Thi Be Nguyen fait partie du dernier panel, qui discute de l’existence de politiques et des objectifs de la diversité. Elle partage son vécu en tant que Vietnamienne arrivée au Canada. Elle raconte l’implication de l’aide humanitaire canadienne, tant immigration que militaire, auprès des réfugiés. Le vécu personnel sur le terrain a porté le développement de l’intégration au sein de la communauté sans intervention gouvernementale. Elle reconnaît que depuis les dernières années le capital social de Robert Putnam est en déclin. Pour remédier à cela, la confiance est créée par la force par un lien de causalité. Mais cela ne se fait pas de manière immédiate. En bref, son message valorise la diversification et amène « plus de joueurs de bowling, mais moins de Leagues ».
Le colloque se conclut par quelques mots du commandant du Collège militaire royal de Saint-Jean, le colonel Gervais Carpentier.
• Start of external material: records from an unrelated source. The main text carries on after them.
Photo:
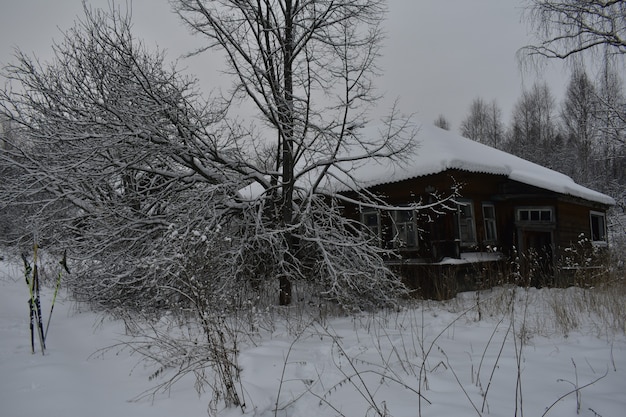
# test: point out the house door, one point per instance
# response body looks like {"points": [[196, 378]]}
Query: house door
{"points": [[537, 258]]}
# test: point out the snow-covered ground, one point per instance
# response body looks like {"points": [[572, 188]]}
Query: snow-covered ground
{"points": [[461, 365]]}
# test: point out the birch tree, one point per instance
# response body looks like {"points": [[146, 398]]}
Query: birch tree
{"points": [[308, 68], [484, 123], [163, 200], [567, 28]]}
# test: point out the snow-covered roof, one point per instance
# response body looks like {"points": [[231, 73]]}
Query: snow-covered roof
{"points": [[439, 150]]}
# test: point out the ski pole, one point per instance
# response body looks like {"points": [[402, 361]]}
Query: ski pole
{"points": [[63, 263]]}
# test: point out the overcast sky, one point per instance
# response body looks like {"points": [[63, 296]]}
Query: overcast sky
{"points": [[438, 55]]}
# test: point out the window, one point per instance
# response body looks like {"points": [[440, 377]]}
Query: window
{"points": [[535, 214], [598, 226], [371, 220], [489, 217], [405, 229], [467, 228]]}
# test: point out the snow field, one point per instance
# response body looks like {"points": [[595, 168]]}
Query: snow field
{"points": [[366, 365]]}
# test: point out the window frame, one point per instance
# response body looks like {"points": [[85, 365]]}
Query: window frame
{"points": [[539, 219], [374, 233], [603, 238], [398, 241], [490, 221], [470, 222]]}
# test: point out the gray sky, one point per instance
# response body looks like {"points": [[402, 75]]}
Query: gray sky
{"points": [[438, 55]]}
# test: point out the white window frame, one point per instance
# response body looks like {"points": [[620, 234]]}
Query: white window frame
{"points": [[403, 229], [466, 224], [602, 234], [490, 224]]}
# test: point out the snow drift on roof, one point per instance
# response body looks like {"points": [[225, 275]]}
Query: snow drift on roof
{"points": [[439, 150]]}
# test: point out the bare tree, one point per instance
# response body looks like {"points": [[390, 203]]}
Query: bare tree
{"points": [[308, 68], [533, 133], [152, 188], [569, 27], [484, 123], [578, 114], [115, 155]]}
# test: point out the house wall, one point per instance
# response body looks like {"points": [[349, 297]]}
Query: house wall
{"points": [[439, 233]]}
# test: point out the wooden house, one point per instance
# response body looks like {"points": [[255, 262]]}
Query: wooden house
{"points": [[506, 211]]}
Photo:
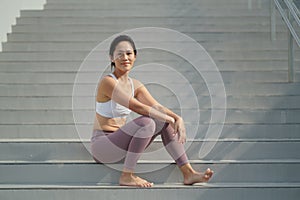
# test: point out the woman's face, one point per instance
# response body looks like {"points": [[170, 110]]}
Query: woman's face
{"points": [[123, 56]]}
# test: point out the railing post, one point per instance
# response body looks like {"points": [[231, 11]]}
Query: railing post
{"points": [[272, 20], [290, 53]]}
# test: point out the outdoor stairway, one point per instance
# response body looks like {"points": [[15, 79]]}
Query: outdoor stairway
{"points": [[47, 77]]}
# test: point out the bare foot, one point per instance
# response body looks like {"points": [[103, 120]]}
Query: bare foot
{"points": [[196, 177], [128, 179]]}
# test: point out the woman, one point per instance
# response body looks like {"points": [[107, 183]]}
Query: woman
{"points": [[114, 139]]}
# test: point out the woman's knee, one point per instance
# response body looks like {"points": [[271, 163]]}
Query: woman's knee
{"points": [[146, 123]]}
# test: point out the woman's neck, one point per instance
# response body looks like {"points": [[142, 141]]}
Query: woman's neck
{"points": [[123, 76]]}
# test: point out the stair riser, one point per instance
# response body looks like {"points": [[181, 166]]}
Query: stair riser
{"points": [[230, 150], [191, 193], [52, 90], [68, 132], [96, 173], [164, 79], [84, 116], [65, 103]]}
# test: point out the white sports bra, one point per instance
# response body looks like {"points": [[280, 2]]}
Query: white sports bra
{"points": [[111, 109]]}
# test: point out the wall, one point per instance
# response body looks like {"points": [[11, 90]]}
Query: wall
{"points": [[10, 10]]}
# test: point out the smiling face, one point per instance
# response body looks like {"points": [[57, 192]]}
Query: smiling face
{"points": [[123, 56]]}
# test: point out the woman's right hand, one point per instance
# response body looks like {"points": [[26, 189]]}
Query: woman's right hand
{"points": [[179, 129]]}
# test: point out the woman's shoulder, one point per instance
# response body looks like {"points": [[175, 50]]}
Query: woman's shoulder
{"points": [[137, 84]]}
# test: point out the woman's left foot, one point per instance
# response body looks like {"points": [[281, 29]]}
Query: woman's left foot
{"points": [[197, 177]]}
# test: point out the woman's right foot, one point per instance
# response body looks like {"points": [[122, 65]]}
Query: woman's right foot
{"points": [[128, 179]]}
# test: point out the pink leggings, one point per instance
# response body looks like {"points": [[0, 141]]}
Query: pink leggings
{"points": [[132, 139]]}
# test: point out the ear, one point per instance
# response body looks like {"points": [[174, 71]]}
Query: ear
{"points": [[111, 59]]}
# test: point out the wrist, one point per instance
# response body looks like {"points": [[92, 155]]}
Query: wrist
{"points": [[170, 120]]}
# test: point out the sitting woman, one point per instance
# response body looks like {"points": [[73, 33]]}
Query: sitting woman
{"points": [[114, 139]]}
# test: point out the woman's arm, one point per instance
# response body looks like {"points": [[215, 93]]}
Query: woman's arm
{"points": [[110, 89], [144, 96]]}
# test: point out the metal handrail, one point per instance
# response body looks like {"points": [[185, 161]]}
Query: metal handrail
{"points": [[292, 15], [296, 9]]}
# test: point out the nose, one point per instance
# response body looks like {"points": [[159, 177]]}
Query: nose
{"points": [[124, 56]]}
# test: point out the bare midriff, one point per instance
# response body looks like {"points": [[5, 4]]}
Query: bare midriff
{"points": [[108, 124]]}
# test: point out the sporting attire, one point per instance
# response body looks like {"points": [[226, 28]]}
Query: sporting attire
{"points": [[131, 140]]}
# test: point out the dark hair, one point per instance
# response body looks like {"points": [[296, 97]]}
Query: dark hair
{"points": [[116, 41]]}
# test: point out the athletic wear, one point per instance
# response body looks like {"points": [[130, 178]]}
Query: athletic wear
{"points": [[111, 109]]}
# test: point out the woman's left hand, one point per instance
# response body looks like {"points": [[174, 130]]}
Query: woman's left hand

Il souligne qu’il faut respecter les faits, mais aussi chercher à comprendre et avoir une ouverture d’esprit pour que la diversité soit attrayante pour tous.
Pour conclure, la conférence sur la diversité a été l’occasion de partager diverses connaissances avec de multiples acteurs, principalement issus du milieu militaire et académique. La conférence a manqué de profondeur, puisqu’elle a porté sur des faits déjà connus. Cependant, la conférence reste un événement incontournable illustrant un modèle d’initiative militaire canadienne à regarder de près.
~ Laura Bokor est une étudiante à la maîtrise en politique appliquées de l’Université de Sherbrooke, stagiaire à l’institut CAD et réserviste au 2RAC.